L'homme qui achetait les rêves
de Michel Arrivé

critiqué par Feint, le 24 janvier 2012
( - 61 ans)


La note:  étoiles
Les vieilles tongs du père Manouvrier
Michel Arrivé aime croiser les destins. Cette croisée s’organise souvent sous la forme d’un récit polyphonique : c’était le cas dans ses deux derniers romans, la Walkyrie et le professeur et Un bel immeuble, c’est encore le cas avec l’Homme qui achetait les rêves, paru comme les précédents aux très estimables éditions Champ Vallon.

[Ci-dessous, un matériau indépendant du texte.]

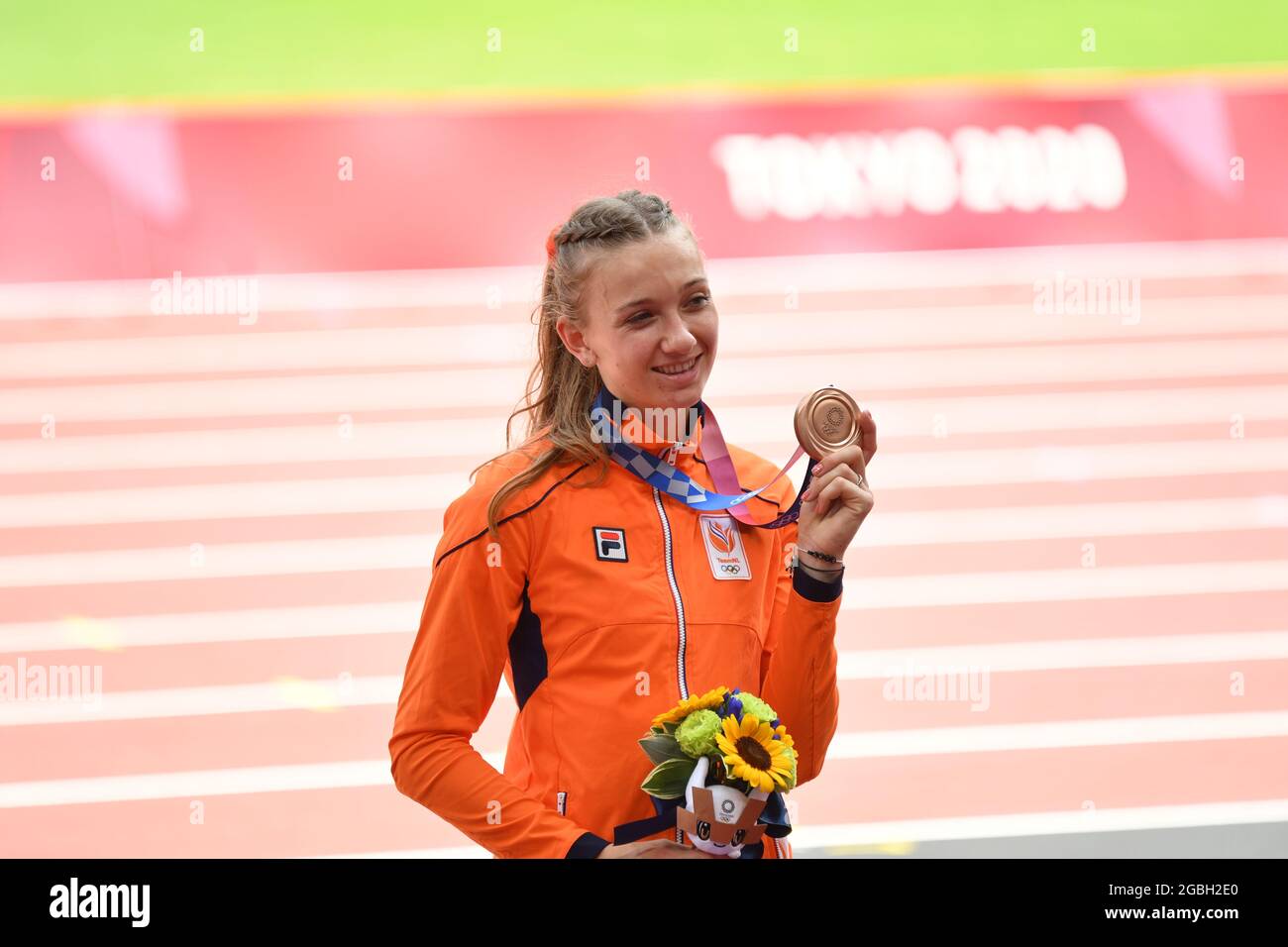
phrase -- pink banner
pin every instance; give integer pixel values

Le récit commence par le journal intime (intime ? peut-être pas le plus intime de ses écrits) du personnage qui donne son titre au roman, le père Manouvrier, quinquagénaire avancé (nous sommes dans les années 80) féru de mycologie et vivant de peu dans ce qui n’est presque pas une maison, et dont les préoccupations récurrentes concernent ses chaussures, plus précisément les tongs par lesquelles il a cru pouvoir remplacer ses traditionnelles espadrilles ; ses rêves, devenus trop pauvres et trop simples pour qu’il puisse en faire l’usage qu’il désire (mais quel usage ?) ; ses livres dont il se débarrasse selon un protocole singulier ; enfin l’épineuse question de la validité de la méthode du père Béhanzin, son grand-père, dont on ne dira rien de plus afin de ne pas déflorer l’histoire. Ce « Journal du père Manouvrier » alterne avec les « Souvenirs de la Senhora Doutora », échouée depuis son Brésil natal dans cette Champagne reculée (quelque part entre Troyes et Bar-sur-Aube) pour y exercer une forme singulière de psychothérapie inspirée à la fois des écrits du « grand Sigmundo Freud » et des préceptes scrupuleusement (scrupuleusement ?) respectés de sa confession baptiste. Une troisième forme de récit enfin alterne avec les deux précédentes, un récit au narrateur très dépersonnalisé, presque officiel, assez mystérieux finalement, qui donne au lecteur les informations qui manquent, à la fois géographiques – la description des lieux est assez étonnante dans son extrême précision – et biographiques concernant le passé des deux protagonistes.
L’écriture, les rêves, la mort ; les thèmes majeurs des romans de Michel Arrivé (qui occupent aussi une place non négligeable dans ses ouvrages universitaires, comme le linguiste et l’inconscient) se conjuguent pour livrer l’un de ses récits les plus mystérieux, sous son apparente clarté et sa bonhomie caustique.